Extract Wikipedia Data From XML Data dumps

Question

I have been trying to extract the text from some Wikipedia dumps. I need to get the text from the id, title, ns, timestamp, username, ip, and text tags in the full-history English Wikipedia dump.

I read and modified the code from https://www.heatonresearch.com/2017/03/03/python-basic-wikipedia-parsing.html.

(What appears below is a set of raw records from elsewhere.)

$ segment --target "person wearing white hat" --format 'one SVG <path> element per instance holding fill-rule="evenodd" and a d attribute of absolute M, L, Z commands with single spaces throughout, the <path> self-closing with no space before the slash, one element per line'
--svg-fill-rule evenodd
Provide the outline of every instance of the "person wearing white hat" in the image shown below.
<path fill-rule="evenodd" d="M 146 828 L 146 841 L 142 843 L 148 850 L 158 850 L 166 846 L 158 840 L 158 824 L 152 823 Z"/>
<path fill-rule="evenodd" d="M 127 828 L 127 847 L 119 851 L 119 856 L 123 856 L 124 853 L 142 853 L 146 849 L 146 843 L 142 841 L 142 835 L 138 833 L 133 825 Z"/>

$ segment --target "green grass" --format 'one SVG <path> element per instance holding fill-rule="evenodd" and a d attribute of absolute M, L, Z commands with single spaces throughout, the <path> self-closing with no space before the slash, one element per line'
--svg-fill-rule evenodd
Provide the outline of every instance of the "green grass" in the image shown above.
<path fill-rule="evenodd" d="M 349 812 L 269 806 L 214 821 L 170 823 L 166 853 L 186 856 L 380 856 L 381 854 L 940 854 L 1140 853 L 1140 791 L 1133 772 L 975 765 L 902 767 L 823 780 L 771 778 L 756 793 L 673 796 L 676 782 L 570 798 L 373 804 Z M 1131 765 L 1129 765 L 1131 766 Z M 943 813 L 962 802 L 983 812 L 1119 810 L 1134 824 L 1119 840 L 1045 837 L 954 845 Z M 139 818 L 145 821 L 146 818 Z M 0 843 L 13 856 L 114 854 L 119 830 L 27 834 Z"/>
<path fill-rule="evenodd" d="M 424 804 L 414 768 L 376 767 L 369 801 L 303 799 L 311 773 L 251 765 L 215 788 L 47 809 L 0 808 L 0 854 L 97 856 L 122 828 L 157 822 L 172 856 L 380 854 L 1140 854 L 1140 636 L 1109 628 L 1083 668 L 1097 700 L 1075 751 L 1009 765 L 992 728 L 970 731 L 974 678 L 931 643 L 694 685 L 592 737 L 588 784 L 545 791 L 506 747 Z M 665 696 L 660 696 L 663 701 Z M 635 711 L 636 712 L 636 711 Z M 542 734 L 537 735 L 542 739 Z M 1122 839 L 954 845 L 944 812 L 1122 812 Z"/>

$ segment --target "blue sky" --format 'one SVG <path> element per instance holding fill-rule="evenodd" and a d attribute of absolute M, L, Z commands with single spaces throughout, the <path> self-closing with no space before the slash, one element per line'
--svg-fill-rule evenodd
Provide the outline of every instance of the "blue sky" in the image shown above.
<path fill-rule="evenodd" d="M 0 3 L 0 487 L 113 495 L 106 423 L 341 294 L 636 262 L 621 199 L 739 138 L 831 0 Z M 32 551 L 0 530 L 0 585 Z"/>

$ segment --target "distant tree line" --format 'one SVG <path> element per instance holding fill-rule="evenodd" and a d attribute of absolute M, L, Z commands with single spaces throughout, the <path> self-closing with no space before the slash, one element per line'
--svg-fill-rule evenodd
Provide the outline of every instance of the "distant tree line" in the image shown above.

I was able to write the code below:

import xml.etree.ElementTree as etree
import codecs
import csv
import time
import os

PATH_WIKI_XML = '/home/wikipedia'
FILENAME_WIKI = 'enwiki-latest-pages-meta-history1.xml-p24706p25444'
FILENAME_ARTICLES = 'articles.csv'
FILENAME_TEMPLATE = 'articles_template.csv'
ENCODING = "utf-8"


def hms_string(sec_elapsed):
    h = int(sec_elapsed / (60 * 60))
    m = int((sec_elapsed % (60 * 60)) / 60)
    s = sec_elapsed % 60
    return "{}:{:>02}:{:>05.2f}".format(h, m, s)


def strip_tag_name(t):
    t = elem.tag
    idx = k = t.rfind("}")
    if idx != -1:
        t = t[idx + 1:]
    return t


pathWikiXML = os.path.join(PATH_WIKI_XML, FILENAME_WIKI)
pathArticles = os.path.join(PATH_WIKI_XML, FILENAME_ARTICLES)
pathTemplateRedirect = os.path.join(PATH_WIKI_XML, FILENAME_TEMPLATE)

totalCount = 0
articleCount = 0
templateCount = 0
title = None
timestamp= None
username= None
ip= None
text=None
start_time = time.time()

with codecs.open(pathArticles, "w", ENCODING) as articlesFH, \
        codecs.open(pathTemplateRedirect, "w", ENCODING) as templateFH:
    
    articlesWriter = csv.writer(articlesFH, quoting=csv.QUOTE_MINIMAL)
    templateWriter = csv.writer(templateFH, quoting=csv.QUOTE_MINIMAL)

    articlesWriter.writerow(['id', 'title', 'timestamp','username','ip','text'])
    templateWriter.writerow(['id', 'title'])

    for event, elem in etree.iterparse(pathWikiXML, events=('start', 'end')):
        tname = strip_tag_name(elem.tag)

        if event == 'start':
            if tname == 'page':
                title = ''
                id = -1
                inrevision = False
                incontributor= False
                ns = 0
            elif tname == 'revision':
                # Do not pick up on revision id's
                inrevision = True
            elif tname == 'contributor':
                incontributor = True
        else:
            if tname == 'title':
                title = elem.text
            elif tname == 'id' and not inrevision and not incontributor:
                id = int(elem.text)
            elif tname == 'ns':
                ns = int(elem.text)
            elif tname == 'timestamp':
                timestamp = int(elem.text)
            elif tname == 'username':
                username = elem.text
            elif tname == 'ip':
                ip = elem.text
            elif tname == 'text':
                text = elem.text
                                                                              
            elif tname == 'page':
                totalCount += 1

                if ns == 10:
                    templateCount += 1
                    templateWriter.writerow([id, title])
                elif len(title) > 0:
                    articleCount += 1
                    articlesWriter.writerow(['id', 'title', 'timestamp','username','ip','text'])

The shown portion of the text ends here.